To the mother who complained in the Times about people looking at her ‘special needs’ kid.

Your letter brought home to me, once again, what an awful specimen of humanity I am. Yes – I’m a starer. In my defence, I add the adjective ‘covert.’ But I’m still looking, attracted by all that is different or unusual. Human variation far outside the norm grabs me every time. Not only that, I am a tubby-peeper. The extremely obese I find mesmerizing, doubly so when they are tucking into a triple-decker hamburger with a large side of chips. And interesting handicaps, jet black skin with magnificent Africanoid features, the extremely tall and the very small, severe stutterers, people using sign language – all grist to my prurient mill.

My only consolation is that am I among the majority, which will remain so despite any quantity of preaching and condemnation because it’s the way we’re made.

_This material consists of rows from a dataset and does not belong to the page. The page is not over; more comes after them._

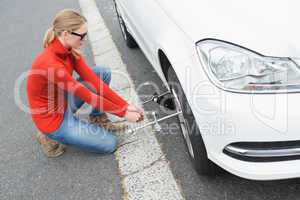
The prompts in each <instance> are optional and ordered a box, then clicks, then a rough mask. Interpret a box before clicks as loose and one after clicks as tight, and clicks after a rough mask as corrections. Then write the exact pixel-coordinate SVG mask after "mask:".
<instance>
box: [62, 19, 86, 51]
mask: <svg viewBox="0 0 300 200" xmlns="http://www.w3.org/2000/svg"><path fill="white" fill-rule="evenodd" d="M86 34H87V25H86V24H83V25H82V26H81V27H80V28H79V29H77V30H75V31H73V32H65V33H64V34H63V35H64V37H63V40H64V43H65V44H66V46H67V47H69V48H70V47H71V48H74V49H80V47H81V46H82V44H83V42H84V40H85V39H86V37H87V35H86Z"/></svg>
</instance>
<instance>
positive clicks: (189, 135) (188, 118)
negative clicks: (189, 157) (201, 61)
mask: <svg viewBox="0 0 300 200" xmlns="http://www.w3.org/2000/svg"><path fill="white" fill-rule="evenodd" d="M166 78H167V81H168V85H169V86H170V88H171V90H174V92H176V94H177V97H178V100H179V103H180V106H181V109H182V112H183V116H184V119H183V120H184V126H183V127H182V132H183V138H184V139H185V144H186V147H187V149H188V152H189V155H190V159H191V161H192V163H193V165H194V168H195V170H196V171H197V173H198V174H200V175H210V176H212V175H215V174H217V172H218V171H219V170H217V169H218V166H216V165H215V164H214V163H213V162H212V161H210V160H209V159H208V157H207V152H206V148H205V145H204V142H203V139H202V136H201V133H200V130H199V128H198V125H197V123H196V120H195V117H194V115H193V113H192V110H191V108H190V106H189V104H188V101H187V99H186V96H185V94H184V92H183V89H182V87H181V85H180V83H179V80H178V78H177V76H176V73H175V71H174V70H173V68H172V66H170V67H169V68H168V72H167V77H166ZM184 128H185V129H186V132H187V134H186V135H184V131H185V130H183V129H184ZM188 140H189V141H188ZM189 145H190V146H189Z"/></svg>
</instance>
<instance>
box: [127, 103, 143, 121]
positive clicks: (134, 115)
mask: <svg viewBox="0 0 300 200" xmlns="http://www.w3.org/2000/svg"><path fill="white" fill-rule="evenodd" d="M125 118H126V119H127V120H128V121H130V122H139V121H142V120H143V119H144V113H143V111H142V110H141V109H140V108H138V107H136V106H128V107H127V111H126V113H125Z"/></svg>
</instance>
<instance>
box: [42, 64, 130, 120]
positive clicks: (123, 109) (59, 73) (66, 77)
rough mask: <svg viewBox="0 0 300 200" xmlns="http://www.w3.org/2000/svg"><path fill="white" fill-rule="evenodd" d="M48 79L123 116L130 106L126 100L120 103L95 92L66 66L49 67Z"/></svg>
mask: <svg viewBox="0 0 300 200" xmlns="http://www.w3.org/2000/svg"><path fill="white" fill-rule="evenodd" d="M48 80H49V81H50V82H53V83H54V84H56V85H57V86H58V87H59V88H61V89H63V90H65V91H68V92H70V93H72V94H73V95H75V96H77V97H79V98H80V99H82V100H83V101H85V102H87V103H88V104H90V105H91V106H93V107H94V108H96V109H99V110H103V111H105V112H109V113H111V114H114V115H117V116H119V117H123V116H124V115H125V113H126V110H127V107H128V104H127V103H126V102H119V104H116V103H114V102H112V101H111V100H110V99H107V98H105V97H102V96H100V95H97V94H95V93H93V92H92V91H90V90H89V89H88V88H86V87H85V86H84V85H83V84H81V83H80V82H78V81H76V80H75V79H74V78H73V77H72V76H71V75H70V74H69V73H68V71H67V70H66V69H65V67H64V66H55V67H49V68H48ZM104 91H105V90H104ZM105 92H106V91H105Z"/></svg>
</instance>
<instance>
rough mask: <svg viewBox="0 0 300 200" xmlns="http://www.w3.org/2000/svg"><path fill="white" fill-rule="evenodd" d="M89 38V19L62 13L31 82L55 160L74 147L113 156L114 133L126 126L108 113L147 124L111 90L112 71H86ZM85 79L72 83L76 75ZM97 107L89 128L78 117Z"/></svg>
mask: <svg viewBox="0 0 300 200" xmlns="http://www.w3.org/2000/svg"><path fill="white" fill-rule="evenodd" d="M86 34H87V25H86V19H85V18H84V17H83V16H82V15H80V14H79V13H78V12H76V11H74V10H62V11H60V12H59V13H58V14H57V15H56V16H55V18H54V20H53V24H52V27H51V28H49V29H48V30H47V32H46V34H45V37H44V43H43V46H44V49H43V51H42V52H41V53H40V54H39V55H38V56H37V57H36V58H35V60H34V62H33V64H32V67H31V69H30V71H29V73H28V77H27V96H28V102H29V107H30V112H31V116H32V120H33V122H34V124H35V125H36V127H37V128H38V130H39V131H38V136H37V139H38V141H39V142H40V143H41V145H42V148H43V151H44V152H45V153H46V155H47V156H49V157H56V156H59V155H61V154H62V153H63V152H64V151H65V148H64V147H65V145H73V146H76V147H79V148H82V149H84V150H87V151H91V152H96V153H112V152H114V150H115V149H116V146H117V138H116V137H115V136H114V135H113V134H112V133H111V131H120V130H123V129H124V128H125V125H116V124H113V123H112V122H111V121H110V120H109V119H108V118H107V115H106V114H105V113H104V112H108V113H111V114H114V115H117V116H119V117H125V118H126V119H127V120H128V121H130V122H137V121H140V120H142V119H143V112H142V111H141V109H139V108H138V107H136V106H130V105H128V103H127V102H126V101H125V100H124V99H123V98H122V97H120V96H119V95H118V94H117V93H115V92H114V91H113V90H111V89H110V87H109V83H110V80H111V72H110V70H109V69H108V68H103V67H99V66H96V67H93V68H90V67H89V66H87V65H86V63H85V61H84V58H83V57H82V55H81V54H80V52H79V49H80V47H81V46H82V44H83V39H84V38H85V36H86ZM74 70H75V71H76V72H77V73H78V75H79V78H78V79H74V78H73V77H72V73H73V71H74ZM84 102H86V103H88V104H90V105H91V106H92V107H93V110H92V112H91V113H90V115H89V119H90V121H89V122H85V121H83V120H81V119H79V118H78V117H76V116H74V115H73V114H74V113H75V112H76V111H77V110H78V109H79V108H80V107H81V106H82V105H83V104H84Z"/></svg>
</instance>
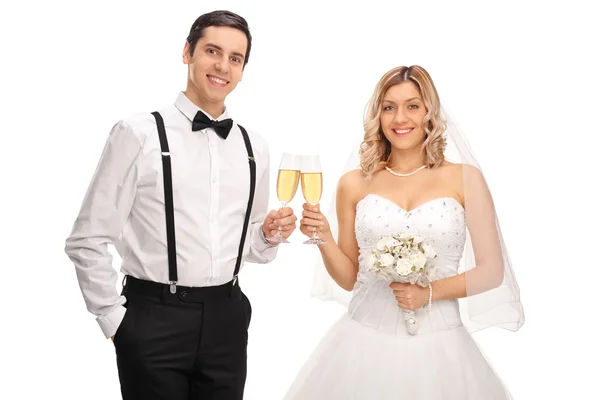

I used to ride a recumbent bike, one of those lying-down and pedaling with your legs in front of you things. Friends were constantly urging me to fly a flag on a pole and to wear glow-in-the-dark costumes. I ignored them with impunity because I knew that man, like many other species but probably more so, is hard-wired to watch for the unusual. Nothing I could do would improve the very high visibility I already enjoyed – cars didn’t hit me, the drivers slowed down to look at my weird bike.

Millions of years of programming to notice and inspect that odd pattern in the bush, the atypical animal gait which may signal easy prey and especially people who look ‘other’ and may therefore be after your lunch are not going to go away in the evolutionary eye-blink of a century. For thousands of millennia the different has represented either danger, or opportunity, or both. And thus we look.

So I accept myself but employ good manners in restricting myself to a discreet, compulsive peek. Manners which also have their roots in safety – in big cities we still learn not to challenge with eye contact.

So I am sorry, all you who are physically unusual or care for such a one. You are going to go on attracting attention. But I applaud those parents in this day of amniocentosis and elective abortion for giving the treasure of life anyway. Most of you chose your cross – bear it with pride. And if you want a break, take a trip to Ireland, Spain or Italy – Catholic countries where abortion is still a regrettable last resort, and the unusual are not so unusual.